By Theodore Opara
AS productive members of society, we understand the need to rise and grind in order to make a living and provide for our families. But we also understand the importance of well-deserved time off for rest and relaxation.
May 1 is International Workers’ Day. It is an occasion to commemorate the global struggles of workers and trade unions for fair employment standards over past centuries, and to celebrate a culture of human and worker rights which are now enshrined in law.
Most of us probably don’t realise just how hard the workers of previous generations had to fight for the five-day work week and eight-hour work day we take for granted today. Back in the First Industrial Revolution, men, women, and even young children working in factories, mills, and mines were all expected to put in six days a week, 10 to 16 hours a day.

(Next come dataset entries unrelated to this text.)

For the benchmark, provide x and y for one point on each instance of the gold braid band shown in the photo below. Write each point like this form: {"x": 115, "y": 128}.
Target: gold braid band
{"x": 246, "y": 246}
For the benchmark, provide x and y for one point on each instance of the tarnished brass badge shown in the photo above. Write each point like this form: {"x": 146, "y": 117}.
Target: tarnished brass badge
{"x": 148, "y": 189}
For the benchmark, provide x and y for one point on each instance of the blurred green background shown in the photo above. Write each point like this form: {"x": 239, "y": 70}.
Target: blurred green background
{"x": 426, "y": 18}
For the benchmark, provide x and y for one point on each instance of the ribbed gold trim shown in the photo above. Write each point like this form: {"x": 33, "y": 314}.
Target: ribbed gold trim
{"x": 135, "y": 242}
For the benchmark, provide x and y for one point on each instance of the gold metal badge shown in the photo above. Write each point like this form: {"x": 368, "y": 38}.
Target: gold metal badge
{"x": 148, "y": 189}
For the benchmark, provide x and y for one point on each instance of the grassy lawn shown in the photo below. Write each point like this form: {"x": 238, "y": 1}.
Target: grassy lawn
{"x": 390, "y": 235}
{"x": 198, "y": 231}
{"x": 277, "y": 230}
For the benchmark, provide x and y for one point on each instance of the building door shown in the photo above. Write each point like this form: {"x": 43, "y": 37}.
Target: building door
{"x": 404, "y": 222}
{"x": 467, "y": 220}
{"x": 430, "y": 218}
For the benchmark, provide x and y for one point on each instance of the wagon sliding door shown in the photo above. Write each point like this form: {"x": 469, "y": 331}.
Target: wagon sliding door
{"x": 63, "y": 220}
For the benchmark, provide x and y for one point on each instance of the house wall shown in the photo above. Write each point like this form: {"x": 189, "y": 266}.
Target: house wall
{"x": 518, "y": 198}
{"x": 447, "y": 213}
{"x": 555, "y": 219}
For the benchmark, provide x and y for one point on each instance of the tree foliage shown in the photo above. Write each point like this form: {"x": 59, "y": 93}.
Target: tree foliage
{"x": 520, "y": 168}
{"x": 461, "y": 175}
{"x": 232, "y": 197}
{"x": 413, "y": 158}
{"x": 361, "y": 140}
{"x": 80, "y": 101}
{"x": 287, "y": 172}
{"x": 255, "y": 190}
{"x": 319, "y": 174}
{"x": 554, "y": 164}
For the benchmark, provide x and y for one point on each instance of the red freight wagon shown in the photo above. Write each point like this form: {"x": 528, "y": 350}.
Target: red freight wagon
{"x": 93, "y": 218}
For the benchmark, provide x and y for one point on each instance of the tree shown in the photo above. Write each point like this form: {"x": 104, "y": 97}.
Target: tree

It was on May 1, 1926 that Ford Motor Company adopted a new five-day, 40-hour work week for its factory workers, without a cut in wages.
Besides the humanitarian aspect, Henry Ford also knew that leisure increases consumption, so people who worked five days a week would consume more goods than people who worked six days a week. The move ended up not only benefitting the health and wellbeing of his employees, but business and the economy at large.
The ground-breaking policy was soon extended to Ford’s office workers. Manufacturers all over America and around the world followed suit, and the Monday-to-Friday work week became standard practice.
Henry Ford predicted, however, that the work week would continue to evolve. “The eight-hour day was not the ultimate, and neither is the five-day week,” he said. “Probably the next move will come in the direction of shortening the day rather than the week.”
And as we embark on the Fourth Industrial Revolution, with its rapidly emerging technology in robotics, artificial intelligence, and autonomous vehicles, as well as increased mobility and more flexible and agile working options, the so-called ‘nine-to-five’ has already started evolving into something new.
Every human being has exactly the same number of hours every day. You cannot buy time, you cannot invent time. This means that the most valuable thing you’ll ever have, besides your health, is your time. And the way you choose to spend this precious commodity – at work, at play, or in service to your community – has a direct impact on your wellbeing and your sense of purpose in the world.